Recommandations pratiques


  • Limiter la dispersion des poussières par humidification mais sans détrempage qui risque de rendre aléatoire l’étape essentielle du séchage. ATTENTION : éviter de frotter à sec, de détremper. Il est recommandé d’utiliser des éponges ou chiffons humides.
  • Les matériaux non poreux (métaux, verre et plastiques durs) et semi-poreux (bois, béton) dont la structure est saine mais portant des traces visibles de moisissures, peuvent être nettoyés et réutilisés. Les matériaux poreux (isolant, plâtre et dérivés…) comportant plus qu’une petite surface contaminée doivent être retirés et éliminés.
  • Toute zone traitée doit être asséchée au plus vite et laissée sans contamination ni débris apparents.
  • La zone traitée et des zones adjacentes doivent être dépoussiérées avec un aspirateur équipé d’un filtre HEPA (Haute Efficacité pour Particules Aériennes).
  • Les matériaux contaminés qui ne peuvent pas être nettoyés doivent être retirés et sortis du bâtiment, une fois placés dans des sacs plastiques hermétiques. Il n’existe pas de réglementation particulière pour l’élimination des matériaux moisis. Il faut prendre toutes dispositions pour que ces matériaux ne puissent être récupérés et donc réutilisés (mise en décharge). L’incinération représente le meilleur moyen d’élimination, sans risque pour l’environnement.
  • Les éponges et chiffons utilisés pour le nettoyage doivent être éliminés.

(1) pour les petites surfaces contaminées inférieures à 0,3 m²


Le nettoyage et la désinfection peuvent être réalisées par les occupants.
L’utilisation d’une protection respiratoire (masque de protection) ainsi que le port de gants, de vêtement de protection et des lunettes de sécurité sont recommandés.

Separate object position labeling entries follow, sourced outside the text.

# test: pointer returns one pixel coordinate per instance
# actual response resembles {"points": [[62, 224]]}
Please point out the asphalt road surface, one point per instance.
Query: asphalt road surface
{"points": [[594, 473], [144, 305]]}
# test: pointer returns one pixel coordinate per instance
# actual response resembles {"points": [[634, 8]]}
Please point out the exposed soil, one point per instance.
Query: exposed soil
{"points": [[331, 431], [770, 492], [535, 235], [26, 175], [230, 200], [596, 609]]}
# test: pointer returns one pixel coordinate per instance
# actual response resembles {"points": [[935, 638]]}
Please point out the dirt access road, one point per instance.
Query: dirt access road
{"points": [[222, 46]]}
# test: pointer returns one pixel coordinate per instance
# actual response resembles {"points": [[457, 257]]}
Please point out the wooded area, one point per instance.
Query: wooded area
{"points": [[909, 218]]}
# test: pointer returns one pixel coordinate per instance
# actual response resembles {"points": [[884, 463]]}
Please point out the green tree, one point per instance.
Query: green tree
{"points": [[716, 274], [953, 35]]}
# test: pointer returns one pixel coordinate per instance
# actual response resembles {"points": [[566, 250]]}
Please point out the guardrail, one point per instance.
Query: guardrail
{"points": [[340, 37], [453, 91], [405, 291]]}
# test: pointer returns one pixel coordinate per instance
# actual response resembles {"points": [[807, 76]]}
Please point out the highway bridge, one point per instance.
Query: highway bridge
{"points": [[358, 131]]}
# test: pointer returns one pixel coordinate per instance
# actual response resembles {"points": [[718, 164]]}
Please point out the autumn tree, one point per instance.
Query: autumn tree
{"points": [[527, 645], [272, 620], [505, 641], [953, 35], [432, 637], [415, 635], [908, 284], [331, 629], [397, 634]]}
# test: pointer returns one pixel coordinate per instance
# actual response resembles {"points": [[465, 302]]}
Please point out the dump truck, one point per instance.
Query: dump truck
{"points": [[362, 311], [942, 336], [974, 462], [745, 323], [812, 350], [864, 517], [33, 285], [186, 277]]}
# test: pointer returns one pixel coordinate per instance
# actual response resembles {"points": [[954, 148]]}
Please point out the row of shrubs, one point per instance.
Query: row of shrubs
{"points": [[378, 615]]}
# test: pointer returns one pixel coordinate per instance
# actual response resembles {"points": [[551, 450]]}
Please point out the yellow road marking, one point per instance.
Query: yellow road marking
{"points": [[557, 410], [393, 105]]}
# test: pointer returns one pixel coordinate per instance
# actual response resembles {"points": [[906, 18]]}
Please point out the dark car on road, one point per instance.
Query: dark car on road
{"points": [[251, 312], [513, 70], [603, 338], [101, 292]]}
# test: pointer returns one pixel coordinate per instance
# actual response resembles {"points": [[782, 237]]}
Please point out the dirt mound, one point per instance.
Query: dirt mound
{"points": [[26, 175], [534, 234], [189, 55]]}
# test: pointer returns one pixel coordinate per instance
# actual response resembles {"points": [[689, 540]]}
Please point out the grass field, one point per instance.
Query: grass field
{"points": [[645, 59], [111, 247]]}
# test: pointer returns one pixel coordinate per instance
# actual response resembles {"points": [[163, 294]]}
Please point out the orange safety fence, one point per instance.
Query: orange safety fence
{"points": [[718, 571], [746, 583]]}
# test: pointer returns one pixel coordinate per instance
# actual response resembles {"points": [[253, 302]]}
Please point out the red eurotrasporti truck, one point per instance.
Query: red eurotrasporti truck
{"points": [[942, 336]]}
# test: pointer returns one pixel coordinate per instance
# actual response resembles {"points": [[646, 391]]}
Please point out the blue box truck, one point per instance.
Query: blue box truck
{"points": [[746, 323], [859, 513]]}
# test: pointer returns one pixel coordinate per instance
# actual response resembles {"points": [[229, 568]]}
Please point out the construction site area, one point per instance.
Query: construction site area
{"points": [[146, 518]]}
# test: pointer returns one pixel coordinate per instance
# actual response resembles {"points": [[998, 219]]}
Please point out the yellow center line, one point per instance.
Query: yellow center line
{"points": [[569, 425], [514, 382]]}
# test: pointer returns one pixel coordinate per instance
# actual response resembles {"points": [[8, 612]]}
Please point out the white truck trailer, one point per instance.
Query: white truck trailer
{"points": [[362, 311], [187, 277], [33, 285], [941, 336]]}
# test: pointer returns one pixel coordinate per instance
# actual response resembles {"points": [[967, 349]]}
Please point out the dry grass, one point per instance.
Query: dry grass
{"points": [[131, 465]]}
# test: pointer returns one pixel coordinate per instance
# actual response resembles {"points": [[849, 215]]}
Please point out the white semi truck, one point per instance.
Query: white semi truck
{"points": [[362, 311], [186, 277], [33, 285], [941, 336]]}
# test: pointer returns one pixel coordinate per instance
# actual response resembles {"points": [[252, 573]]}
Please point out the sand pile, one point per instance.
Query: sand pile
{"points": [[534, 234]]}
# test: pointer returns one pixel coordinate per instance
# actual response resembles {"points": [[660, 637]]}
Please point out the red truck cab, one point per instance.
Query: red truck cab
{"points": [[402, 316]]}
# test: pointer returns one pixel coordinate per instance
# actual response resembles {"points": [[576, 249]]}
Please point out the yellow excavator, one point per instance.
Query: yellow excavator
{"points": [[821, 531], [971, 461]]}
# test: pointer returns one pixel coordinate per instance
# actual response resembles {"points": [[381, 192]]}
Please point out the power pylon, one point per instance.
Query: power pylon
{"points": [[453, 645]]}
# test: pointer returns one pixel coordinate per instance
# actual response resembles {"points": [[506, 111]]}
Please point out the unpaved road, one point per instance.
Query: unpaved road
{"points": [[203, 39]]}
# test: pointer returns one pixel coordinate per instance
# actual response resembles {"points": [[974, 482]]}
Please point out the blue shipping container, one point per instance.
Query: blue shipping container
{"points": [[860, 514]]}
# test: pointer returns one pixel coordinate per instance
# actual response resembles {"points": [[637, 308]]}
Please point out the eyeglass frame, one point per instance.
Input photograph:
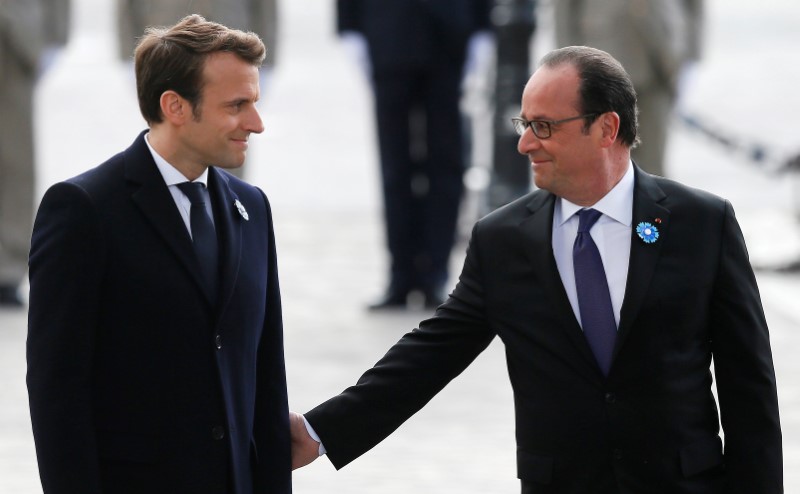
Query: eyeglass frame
{"points": [[528, 124]]}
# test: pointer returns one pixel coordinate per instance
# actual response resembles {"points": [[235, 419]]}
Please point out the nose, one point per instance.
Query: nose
{"points": [[527, 142], [254, 122]]}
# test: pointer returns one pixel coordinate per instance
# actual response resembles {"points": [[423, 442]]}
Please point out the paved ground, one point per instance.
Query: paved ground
{"points": [[316, 162]]}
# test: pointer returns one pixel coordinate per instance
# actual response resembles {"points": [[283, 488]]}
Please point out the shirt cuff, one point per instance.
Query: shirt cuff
{"points": [[314, 436]]}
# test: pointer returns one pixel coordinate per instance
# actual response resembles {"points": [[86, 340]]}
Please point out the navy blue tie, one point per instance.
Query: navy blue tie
{"points": [[594, 300], [204, 238]]}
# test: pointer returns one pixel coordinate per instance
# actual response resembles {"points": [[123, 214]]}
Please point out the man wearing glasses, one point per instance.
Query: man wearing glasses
{"points": [[612, 290]]}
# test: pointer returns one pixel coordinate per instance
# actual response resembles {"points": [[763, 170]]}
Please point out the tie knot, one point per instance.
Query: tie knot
{"points": [[194, 191], [587, 218]]}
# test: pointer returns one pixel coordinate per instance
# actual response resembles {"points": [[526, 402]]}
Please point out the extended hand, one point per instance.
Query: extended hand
{"points": [[304, 448]]}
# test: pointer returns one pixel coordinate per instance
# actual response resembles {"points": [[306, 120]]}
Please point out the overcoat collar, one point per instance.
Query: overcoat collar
{"points": [[150, 194], [648, 199]]}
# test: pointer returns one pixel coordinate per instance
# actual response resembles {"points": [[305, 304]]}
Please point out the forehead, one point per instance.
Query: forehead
{"points": [[227, 70], [551, 92]]}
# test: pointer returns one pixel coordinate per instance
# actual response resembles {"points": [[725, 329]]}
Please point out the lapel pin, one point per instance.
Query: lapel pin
{"points": [[241, 209], [647, 231]]}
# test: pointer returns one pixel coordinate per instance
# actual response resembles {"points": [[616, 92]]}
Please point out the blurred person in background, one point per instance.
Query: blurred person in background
{"points": [[657, 41], [31, 34], [258, 16], [414, 53], [155, 338]]}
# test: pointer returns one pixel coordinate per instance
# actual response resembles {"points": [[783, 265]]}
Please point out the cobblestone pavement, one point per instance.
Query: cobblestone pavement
{"points": [[322, 182]]}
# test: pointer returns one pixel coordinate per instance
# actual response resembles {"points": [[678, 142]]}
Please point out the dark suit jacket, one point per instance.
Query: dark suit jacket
{"points": [[414, 34], [137, 382], [652, 425]]}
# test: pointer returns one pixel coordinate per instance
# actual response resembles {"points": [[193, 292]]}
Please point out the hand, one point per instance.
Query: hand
{"points": [[304, 448]]}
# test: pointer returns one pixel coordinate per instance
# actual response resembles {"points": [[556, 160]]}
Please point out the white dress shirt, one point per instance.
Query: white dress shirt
{"points": [[173, 177], [611, 233]]}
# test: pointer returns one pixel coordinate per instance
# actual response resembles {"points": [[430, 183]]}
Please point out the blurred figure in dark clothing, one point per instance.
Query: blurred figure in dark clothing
{"points": [[416, 52]]}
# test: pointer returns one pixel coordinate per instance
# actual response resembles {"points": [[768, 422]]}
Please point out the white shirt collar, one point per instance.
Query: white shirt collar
{"points": [[617, 204], [171, 174]]}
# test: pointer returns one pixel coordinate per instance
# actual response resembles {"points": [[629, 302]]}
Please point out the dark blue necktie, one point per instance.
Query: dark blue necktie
{"points": [[204, 238], [594, 300]]}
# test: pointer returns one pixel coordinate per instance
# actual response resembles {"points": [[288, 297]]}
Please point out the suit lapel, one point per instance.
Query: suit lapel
{"points": [[647, 197], [150, 194], [228, 222], [538, 228]]}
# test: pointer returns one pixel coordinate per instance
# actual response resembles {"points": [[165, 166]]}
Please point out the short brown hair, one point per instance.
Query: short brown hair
{"points": [[173, 59], [604, 86]]}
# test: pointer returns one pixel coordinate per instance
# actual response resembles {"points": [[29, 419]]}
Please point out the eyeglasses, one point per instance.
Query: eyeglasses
{"points": [[542, 128]]}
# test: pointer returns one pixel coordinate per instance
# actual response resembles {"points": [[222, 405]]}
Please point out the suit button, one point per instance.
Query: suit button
{"points": [[218, 433]]}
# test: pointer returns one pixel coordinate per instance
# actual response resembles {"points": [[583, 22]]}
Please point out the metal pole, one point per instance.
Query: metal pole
{"points": [[514, 23]]}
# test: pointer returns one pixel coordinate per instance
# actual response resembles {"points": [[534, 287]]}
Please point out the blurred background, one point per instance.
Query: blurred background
{"points": [[734, 132]]}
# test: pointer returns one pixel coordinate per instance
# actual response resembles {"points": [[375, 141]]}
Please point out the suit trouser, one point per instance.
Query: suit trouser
{"points": [[422, 165], [17, 166]]}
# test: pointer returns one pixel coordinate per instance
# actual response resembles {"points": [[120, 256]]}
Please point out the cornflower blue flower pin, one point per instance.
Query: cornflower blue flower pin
{"points": [[647, 232]]}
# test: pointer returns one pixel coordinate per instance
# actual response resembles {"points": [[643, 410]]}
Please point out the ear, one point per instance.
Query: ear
{"points": [[609, 125], [174, 108]]}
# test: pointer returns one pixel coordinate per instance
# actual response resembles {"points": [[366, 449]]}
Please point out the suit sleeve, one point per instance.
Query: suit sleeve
{"points": [[744, 371], [66, 262], [411, 373], [272, 413]]}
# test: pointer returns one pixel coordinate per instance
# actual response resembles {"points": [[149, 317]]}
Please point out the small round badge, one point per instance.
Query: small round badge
{"points": [[647, 232]]}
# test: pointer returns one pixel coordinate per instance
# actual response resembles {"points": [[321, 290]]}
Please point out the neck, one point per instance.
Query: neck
{"points": [[167, 144]]}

(2) pour les zones contaminées de taille moyenne : 0,3 à 3 m²


En plus de la protection individuelle respiratoire, cutanée et oculaire, la zone contaminée doit être isolée et placée en dépression pendant les travaux, en utilisant un système d’aspiration avec une évacuation extérieure munie d’un système de filtration type HEPA.
L’éloignement des personnes « à risque » (enfants de moins de 12 mois – personnes greffées, immunodéprimées – malades respiratoires et allergiques chroniques) est impérative.

(3) pour les larges zones contaminées de taille supérieure à 3 m²


La procédure est la même que pour la décontamination des zones de taille moyenne mais une dépressurisation avec un ventilateur de type industriel est recommandée. L’utilisation de produits agglutinants avant de procéder au retrait des zones souillées par les moisissures peut être préconisée.
La décontamination doit être réalisée par des professionnels formés à la manipulation de matériaux contaminés par des micro-organismes.
L’analyse microbiologique de l’air avant le retour des occupants dans les locaux peut être avantageusement proposée.